Menurut Agen Bola – Manajemen sepakbola benar-benar permainan lama yang lucu. Zinedine Zidane telah terus-menerus ditanyai musim ini dan konsensus, belum lagi sejarah baru-baru ini, menunjukkan bahwa keamanan pekerjaannya bermuara pada hanya tiga pertandingan dari 25 April dan seterusnya.

Jika Prancis gagal di Liga Champions, akan ada beberapa di luar kantor pribadi Florentino Perez yang setuju memecatnya adalah tindakan yang jelas. Itu adalah nasib Carlo Ancelotti ketika dia gagal menyeberangi telapak tangan presiden Real dengan perak dalam kampanye 2014-15, meskipun mengantarkan Decima yang sudah lama terobsesi ke atas hanya 12 bulan sebelumnya.

Ketika Leganes melepas salah satu kejutan besar dalam sejarah Copa del Rey, Zidane mengakui pekerjaannya setelah Juni diragukan.

Zinedine Zidane

Zinedine Zidane tampil dalam pertandingan La Liga Real Madrid di Malaga.

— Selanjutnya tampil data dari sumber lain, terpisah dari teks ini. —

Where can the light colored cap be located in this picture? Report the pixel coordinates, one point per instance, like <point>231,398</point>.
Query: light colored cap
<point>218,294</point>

Athletic Bilbao bahkan tidak membuat perempatfinal piala domestik, sebuah kompetisi yang mereka menangkan 23 kali dalam sejarah mereka, kedua setelah Barcelona. Runner-up di 2008-09, 2011-12 dan 2014-15, Athletic keluar dari musim ini pada rintangan pertama, dibatalkan oleh Formentera lapis ketiga lebih dari 180 menit. Sisi Balearic telah dipromosikan ke Segunda B untuk pertama kalinya dalam sejarah mereka hanya enam bulan sebelumnya.

Namun Cuco Ziganda jarang menghadapi tingkat kritik yang sama yang ditujukan pada rekannya pada hari Rabu, ketika Athletic mengunjungi Bernabeu. Dia pasti akan mencari pekerjaan baru pada bulan Juni. Ekspektasi di San Mames selalu lebih rendah daripada Bernabeu, tetapi tidak begitu signifikan; Piala yang mengilhami dan reservasi tahunan di salah satu meja Eropa atau yang lainnya merupakan tolok ukur yang ditetapkan oleh para pendahulunya.

Musim ini, hanya ketidakmampuan orang lain telah mencegah Athletic – salah satu dari tiga klub tidak pernah terdegradasi dari Primera – tergelincir ke lumpur degradasi. Ziganda memiliki rasio kemenangan terburuk dari setiap manajer dalam sejarah Bilbao dua bulan lalu di 25 persen dan hanya sedikit meningkat menjadi 28 persen sejak itu. Kekalahan 2-3 di rumah bagi tim degradasi Deportivo La Coruna akhir pekan lalu adalah titik nadir.

BACA JUGA :

Kenyataannya, presiden klub Josu Urrutia adalah arsitek kehancuran Ziganda. Manajer Athletic telah menjadi pelayan yang baik di San Mames selama kariernya bermain dan klub tidak hombre, yang merupakan status yang sangat penting di La Liga dan bahkan lebih di Bilbao.

Tapi sekilas pada CV manajerialnya seharusnya sudah cukup bahkan bagi pengamat biasa, apalagi presiden Athletic, untuk mencatat lambang di Osasuna lebih dari satu dekade lalu dan penunjukan yang ditakdirkan untuk tenggelam dalam gelombang kesuksesan Ernesto Valverde yang cukup besar.

 

 

 

No Comment

You can post first response comment.

Leave A Comment

Please enter your name. Please enter an valid email address. Please enter a message.